Not at all. Many of the courses available in Côte d'Ivoire do not offer any kind of job prospects and you simply end up going back to school once you've got your qualification. A good example is the BTS (higher national diploma) in customs studies that leads nowhere, because competitive examinations in customs are simply no longer held. A kind of copying and pasting goes on. If a course works in another country, it is offered here without stopping to question whether it is suitable for the local jobs market. One of the advantages of Forem is that it focuses on specific areas of study in order to target the most promising career options in our region.

 

Forem appears to attract users from outside Côte d'Ivoire: from Africa as well as from Europe and the United States. Why do you think that is?

Choosing a career is a challenge shared by every student, all over the world. This is one of the reasons why Forem is directly accessible in English, so we can reach as many people as possible. More broadly, we recently carried out a survey on social media and it found that a lot of people in Côte d'Ivoire and Africa take a utilitarian approach to their career, basically to give them an income. I think this is one of the problems that is holding the continent back and I think it’s important to help address it.

 

How do you see the site developing over the coming years?

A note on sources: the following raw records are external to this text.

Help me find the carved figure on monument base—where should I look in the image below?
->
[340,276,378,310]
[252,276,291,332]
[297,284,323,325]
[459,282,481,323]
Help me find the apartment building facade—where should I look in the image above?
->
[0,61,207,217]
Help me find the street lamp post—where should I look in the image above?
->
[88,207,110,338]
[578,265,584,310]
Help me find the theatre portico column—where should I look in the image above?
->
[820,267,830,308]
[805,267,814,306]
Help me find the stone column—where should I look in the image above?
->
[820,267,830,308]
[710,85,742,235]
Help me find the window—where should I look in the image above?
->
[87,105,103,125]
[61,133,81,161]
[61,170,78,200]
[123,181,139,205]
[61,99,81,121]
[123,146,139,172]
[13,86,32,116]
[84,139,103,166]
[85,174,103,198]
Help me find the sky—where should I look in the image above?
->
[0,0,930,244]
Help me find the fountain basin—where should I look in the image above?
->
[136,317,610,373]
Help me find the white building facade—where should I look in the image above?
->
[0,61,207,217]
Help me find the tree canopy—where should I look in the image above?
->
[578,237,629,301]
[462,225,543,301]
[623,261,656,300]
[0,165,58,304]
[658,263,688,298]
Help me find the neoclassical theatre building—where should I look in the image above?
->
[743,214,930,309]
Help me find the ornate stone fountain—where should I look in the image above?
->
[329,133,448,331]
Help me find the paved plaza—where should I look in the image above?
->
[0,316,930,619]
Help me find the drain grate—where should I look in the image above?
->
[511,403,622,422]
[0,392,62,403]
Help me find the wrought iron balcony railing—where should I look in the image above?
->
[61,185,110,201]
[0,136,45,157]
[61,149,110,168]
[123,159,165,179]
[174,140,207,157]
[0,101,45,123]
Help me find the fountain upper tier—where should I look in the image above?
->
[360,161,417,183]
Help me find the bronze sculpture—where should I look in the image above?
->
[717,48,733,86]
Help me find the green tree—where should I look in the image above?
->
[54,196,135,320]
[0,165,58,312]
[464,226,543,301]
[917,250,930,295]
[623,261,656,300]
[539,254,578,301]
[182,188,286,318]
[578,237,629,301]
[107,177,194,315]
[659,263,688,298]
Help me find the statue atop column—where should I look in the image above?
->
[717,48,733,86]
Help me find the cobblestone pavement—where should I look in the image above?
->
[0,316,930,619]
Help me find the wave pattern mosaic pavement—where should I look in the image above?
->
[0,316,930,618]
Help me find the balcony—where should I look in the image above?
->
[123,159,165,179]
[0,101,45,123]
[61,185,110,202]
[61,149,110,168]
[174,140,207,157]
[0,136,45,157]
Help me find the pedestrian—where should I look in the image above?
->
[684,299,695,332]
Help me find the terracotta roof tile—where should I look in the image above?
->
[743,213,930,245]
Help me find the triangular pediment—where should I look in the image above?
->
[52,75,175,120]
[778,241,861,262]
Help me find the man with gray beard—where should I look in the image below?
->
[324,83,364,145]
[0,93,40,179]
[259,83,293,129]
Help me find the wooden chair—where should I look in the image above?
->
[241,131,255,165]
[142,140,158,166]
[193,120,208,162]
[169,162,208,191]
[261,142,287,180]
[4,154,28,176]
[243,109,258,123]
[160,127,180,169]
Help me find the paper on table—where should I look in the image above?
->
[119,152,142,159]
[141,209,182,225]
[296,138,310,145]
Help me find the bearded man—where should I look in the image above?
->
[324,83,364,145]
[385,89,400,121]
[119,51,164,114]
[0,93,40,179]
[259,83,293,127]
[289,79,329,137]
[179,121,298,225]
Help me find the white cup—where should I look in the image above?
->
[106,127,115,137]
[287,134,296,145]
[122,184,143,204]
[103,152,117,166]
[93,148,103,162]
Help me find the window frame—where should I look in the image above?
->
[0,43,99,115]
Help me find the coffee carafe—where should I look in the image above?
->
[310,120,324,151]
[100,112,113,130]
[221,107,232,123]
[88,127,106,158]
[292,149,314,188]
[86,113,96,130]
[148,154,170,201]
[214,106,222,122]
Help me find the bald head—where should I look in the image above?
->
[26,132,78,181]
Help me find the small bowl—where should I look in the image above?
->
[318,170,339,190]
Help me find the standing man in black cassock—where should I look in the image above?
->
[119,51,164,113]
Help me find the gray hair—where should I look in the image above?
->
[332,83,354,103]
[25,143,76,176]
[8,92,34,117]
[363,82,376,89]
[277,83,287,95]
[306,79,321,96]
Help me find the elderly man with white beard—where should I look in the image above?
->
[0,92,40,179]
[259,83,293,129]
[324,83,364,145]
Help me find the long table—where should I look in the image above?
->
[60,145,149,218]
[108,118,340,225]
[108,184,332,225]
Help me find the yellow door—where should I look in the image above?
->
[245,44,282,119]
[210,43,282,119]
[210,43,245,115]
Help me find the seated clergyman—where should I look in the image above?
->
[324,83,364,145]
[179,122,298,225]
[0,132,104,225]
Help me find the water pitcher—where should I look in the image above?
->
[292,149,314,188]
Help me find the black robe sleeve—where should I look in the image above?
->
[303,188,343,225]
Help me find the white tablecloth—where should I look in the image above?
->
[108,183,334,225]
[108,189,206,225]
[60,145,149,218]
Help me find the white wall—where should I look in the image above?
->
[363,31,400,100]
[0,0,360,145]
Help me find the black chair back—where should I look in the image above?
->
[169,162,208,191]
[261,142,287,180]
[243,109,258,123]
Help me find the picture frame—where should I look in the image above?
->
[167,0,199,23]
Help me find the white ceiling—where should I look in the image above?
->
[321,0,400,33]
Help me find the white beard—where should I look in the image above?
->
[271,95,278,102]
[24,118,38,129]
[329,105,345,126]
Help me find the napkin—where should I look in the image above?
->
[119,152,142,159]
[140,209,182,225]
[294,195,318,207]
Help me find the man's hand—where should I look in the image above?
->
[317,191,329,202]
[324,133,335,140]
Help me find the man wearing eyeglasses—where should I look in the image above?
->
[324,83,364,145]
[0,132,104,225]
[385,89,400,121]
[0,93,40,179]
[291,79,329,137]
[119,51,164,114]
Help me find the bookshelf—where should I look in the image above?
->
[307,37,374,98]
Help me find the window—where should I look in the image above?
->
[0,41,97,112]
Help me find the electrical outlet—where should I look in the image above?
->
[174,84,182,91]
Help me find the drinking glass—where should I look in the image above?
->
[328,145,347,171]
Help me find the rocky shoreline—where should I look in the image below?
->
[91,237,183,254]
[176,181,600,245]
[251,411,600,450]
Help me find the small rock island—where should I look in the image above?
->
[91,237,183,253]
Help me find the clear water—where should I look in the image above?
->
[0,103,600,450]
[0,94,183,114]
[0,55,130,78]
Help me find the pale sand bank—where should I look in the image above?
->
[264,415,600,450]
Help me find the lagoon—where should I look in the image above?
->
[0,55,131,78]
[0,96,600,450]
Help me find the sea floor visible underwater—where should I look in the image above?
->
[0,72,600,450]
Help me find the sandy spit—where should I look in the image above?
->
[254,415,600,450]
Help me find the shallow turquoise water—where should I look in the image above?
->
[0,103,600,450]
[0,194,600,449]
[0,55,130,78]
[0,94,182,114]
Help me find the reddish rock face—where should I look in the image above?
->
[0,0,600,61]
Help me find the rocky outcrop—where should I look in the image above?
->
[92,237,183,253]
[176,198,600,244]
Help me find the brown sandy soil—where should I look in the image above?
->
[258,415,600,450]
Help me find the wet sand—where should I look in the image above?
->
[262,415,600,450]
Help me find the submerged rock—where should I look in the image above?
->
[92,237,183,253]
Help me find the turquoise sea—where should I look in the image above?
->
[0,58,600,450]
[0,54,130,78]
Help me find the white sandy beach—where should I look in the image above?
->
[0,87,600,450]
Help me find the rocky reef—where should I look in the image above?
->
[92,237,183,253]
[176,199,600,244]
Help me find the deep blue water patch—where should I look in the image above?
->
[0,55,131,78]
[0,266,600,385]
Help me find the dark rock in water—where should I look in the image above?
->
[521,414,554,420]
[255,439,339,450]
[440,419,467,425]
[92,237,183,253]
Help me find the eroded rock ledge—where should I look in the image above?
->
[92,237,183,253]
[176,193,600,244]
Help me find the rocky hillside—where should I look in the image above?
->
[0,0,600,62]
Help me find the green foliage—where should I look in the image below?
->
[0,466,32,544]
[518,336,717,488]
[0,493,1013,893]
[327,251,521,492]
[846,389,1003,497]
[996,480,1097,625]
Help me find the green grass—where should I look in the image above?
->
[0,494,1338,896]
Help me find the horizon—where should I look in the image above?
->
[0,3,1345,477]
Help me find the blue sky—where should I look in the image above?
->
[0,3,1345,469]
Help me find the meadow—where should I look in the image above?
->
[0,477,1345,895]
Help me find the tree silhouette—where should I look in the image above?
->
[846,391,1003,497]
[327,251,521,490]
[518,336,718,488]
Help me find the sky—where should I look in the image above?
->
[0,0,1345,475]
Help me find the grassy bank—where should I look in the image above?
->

Initially, Forem was just a basic information platform. Over time, we have positioned ourselves more as a proper careers guidance service, but still with a social purpose. So the cost of meeting with a careers adviser must remain affordable. The other key area of development relates to communication, because we plan to distribute a careers guidance magazine in the country’s schools over the coming months. The magazine will be the first of its kind in Côte d'Ivoire and will be completely free.

The Institut français and Edwige Doumbia

The Forem platform, created by Edwige Doumbia, benefited from the support of the AyadaLab programme

Initiated and led by the Goethe-Institut and the Institut français, AyadaLab is a French-German incubation and acceleration programme for young entrepreneurs from West Africa.